By Sam Federman (@Sam_Federman)
SAN ANTONIO — When Jon Scheyer sat down at the podium for the first press conference of his first Final Four week as the head coach, the first question that he faced had nothing to do with basketball.
“What is your favorite Cooper Flagg commercial?” A reporter asked the third-year Duke boss.
It’s easy to forget that Flagg is just 18 years old, as he’s one of the most poised and talented players we’ve seen in the college game in years, but also his ubiquity in the media has surpassed any collegiate player since Zion Williamson.
For what it’s worth, Scheyer said that his favorite commercial is the “Bingo” one. That’s the correct answer.
Flagg and the Duke freshmen have never played on the Final Four stage, but they grew up in a media environment that watched their every move on and off the floor, and they aren’t shaken by anything.
No team that starts three freshmen should be as well-oiled of a machine as the Blue Devils are. Last year’s UConn team started three underclassmen, but one was a third-year sophomore (Alex Karaban) and also had two fifth-year seniors (Tristen Newton and Cam Spencer), and a coach in Dan Hurley who had already won a national championship as a head coach. Duke is more dominant (according to KenPom) with a third-year head coach and a roster driven by its youth.
“I think that’s the thing you try to do always, try to set a new standard for what you can do,” Scheyer said. “Now, we've had some pretty special classes, some freshman classes. I think this group, the way they’ve been so mature with really just being up for any challenge, the way they compete, the way they understand the game. They’ve been mature.”
Of course, that all begins with the prodigious Mainer himself, whom you cannot go five minutes without seeing in the college basketball space. He’s the best player in the country, and tackles everything that comes with it with the class that one aspires for. At its heart, he’s just another kid from Maine.

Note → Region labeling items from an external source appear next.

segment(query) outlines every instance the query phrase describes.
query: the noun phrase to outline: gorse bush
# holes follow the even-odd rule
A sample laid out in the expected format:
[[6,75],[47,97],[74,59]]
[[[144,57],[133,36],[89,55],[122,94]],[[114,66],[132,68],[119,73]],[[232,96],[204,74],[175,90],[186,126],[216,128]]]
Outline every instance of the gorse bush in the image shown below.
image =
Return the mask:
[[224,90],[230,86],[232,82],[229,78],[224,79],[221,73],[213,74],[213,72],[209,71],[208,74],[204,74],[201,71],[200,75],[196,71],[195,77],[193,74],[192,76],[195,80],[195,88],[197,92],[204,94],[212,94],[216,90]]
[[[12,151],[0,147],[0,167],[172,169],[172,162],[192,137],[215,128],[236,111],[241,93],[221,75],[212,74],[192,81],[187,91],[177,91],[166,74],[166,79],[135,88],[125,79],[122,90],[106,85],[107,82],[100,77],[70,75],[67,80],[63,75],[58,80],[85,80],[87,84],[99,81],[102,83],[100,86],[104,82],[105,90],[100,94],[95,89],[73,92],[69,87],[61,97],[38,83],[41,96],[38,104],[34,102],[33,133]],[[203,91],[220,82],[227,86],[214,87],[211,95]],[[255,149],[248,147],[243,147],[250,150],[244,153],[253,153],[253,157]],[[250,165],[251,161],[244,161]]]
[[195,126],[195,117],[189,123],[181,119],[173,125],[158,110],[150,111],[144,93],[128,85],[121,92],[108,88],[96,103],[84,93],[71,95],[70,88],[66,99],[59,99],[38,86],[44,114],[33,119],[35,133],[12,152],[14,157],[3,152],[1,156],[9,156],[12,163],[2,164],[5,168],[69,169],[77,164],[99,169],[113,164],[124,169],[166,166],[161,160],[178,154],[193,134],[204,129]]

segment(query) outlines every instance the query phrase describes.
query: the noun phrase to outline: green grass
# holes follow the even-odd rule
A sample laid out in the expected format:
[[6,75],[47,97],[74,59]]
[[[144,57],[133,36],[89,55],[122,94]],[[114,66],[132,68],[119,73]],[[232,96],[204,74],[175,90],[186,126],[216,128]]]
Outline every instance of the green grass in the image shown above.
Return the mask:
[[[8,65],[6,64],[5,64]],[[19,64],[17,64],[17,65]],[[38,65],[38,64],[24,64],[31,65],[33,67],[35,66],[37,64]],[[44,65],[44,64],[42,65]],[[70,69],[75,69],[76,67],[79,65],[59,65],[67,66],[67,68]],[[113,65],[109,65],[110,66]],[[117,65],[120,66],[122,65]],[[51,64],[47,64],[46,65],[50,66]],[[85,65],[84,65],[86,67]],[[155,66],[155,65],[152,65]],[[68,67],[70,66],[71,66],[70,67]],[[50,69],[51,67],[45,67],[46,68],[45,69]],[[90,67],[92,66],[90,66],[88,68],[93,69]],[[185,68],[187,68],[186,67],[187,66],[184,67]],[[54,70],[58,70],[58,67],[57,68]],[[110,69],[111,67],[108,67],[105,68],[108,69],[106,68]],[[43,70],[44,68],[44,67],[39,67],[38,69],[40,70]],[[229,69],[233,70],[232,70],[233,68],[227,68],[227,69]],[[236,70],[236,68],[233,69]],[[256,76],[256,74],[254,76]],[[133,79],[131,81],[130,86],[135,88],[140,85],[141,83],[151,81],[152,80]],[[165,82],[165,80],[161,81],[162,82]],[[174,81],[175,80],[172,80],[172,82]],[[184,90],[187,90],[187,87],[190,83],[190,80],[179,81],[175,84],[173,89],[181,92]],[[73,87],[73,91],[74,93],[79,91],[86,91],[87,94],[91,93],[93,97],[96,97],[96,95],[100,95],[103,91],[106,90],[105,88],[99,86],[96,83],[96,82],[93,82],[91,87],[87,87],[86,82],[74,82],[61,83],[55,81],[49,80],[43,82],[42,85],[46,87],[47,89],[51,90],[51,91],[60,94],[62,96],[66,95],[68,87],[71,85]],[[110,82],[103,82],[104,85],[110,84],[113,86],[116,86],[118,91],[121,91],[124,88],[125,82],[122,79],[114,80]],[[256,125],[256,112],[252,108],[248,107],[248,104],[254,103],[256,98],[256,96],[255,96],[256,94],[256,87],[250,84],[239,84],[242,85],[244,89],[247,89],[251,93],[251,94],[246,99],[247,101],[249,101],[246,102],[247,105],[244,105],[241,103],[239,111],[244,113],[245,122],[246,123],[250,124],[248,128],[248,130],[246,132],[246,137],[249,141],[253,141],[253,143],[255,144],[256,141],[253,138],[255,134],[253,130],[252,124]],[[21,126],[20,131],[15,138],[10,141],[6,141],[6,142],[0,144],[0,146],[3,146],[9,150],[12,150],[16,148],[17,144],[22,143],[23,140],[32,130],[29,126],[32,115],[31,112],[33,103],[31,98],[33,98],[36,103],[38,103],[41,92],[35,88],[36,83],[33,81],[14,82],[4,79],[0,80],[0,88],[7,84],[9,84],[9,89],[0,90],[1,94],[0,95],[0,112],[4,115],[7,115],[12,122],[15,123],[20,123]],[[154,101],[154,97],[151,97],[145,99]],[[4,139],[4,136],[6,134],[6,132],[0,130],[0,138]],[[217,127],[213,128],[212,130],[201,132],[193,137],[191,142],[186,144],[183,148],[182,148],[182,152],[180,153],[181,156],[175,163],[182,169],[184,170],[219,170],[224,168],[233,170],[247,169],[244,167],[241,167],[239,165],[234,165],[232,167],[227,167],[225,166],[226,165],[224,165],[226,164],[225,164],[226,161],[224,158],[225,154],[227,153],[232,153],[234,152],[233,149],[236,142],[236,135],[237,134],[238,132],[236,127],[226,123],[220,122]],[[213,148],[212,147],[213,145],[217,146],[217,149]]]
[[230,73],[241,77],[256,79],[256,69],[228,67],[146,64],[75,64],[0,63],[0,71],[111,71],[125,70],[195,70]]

“I mean, I think I’m a regular kid,” Flagg said. “I’m okay at basketball, I guess. Just doing normal things that any teenager, any kids like to do. Not acting a certain type of way, being humble, being who I am, how I was raised by my parents. So yeah, I think just being normal and knowing I’m no different than anybody else.”
On Friday, Flagg was honored with the USBWA Oscar Robertson National Player of the Year award, and it felt like just another day, as the Blue Devils are just two wins away from a national championship.
Duke hasn’t faced a team like Houston, and Houston hasn’t faced a team like Duke, but the Blue Devils’ incredible size, athleticism, and poise seems to be the perfect matchup to go against Houston’s blitzing ball screens.
Flagg will only play a maximum of two more games in a Duke uniform, but he’s left a massive mark on the legacy already, having added his name to the team’s list of National Players of the Year, ACC Players of the Year, and Regional Most Outstanding Players.
But there’s still one more weekend to cap off the storybook season.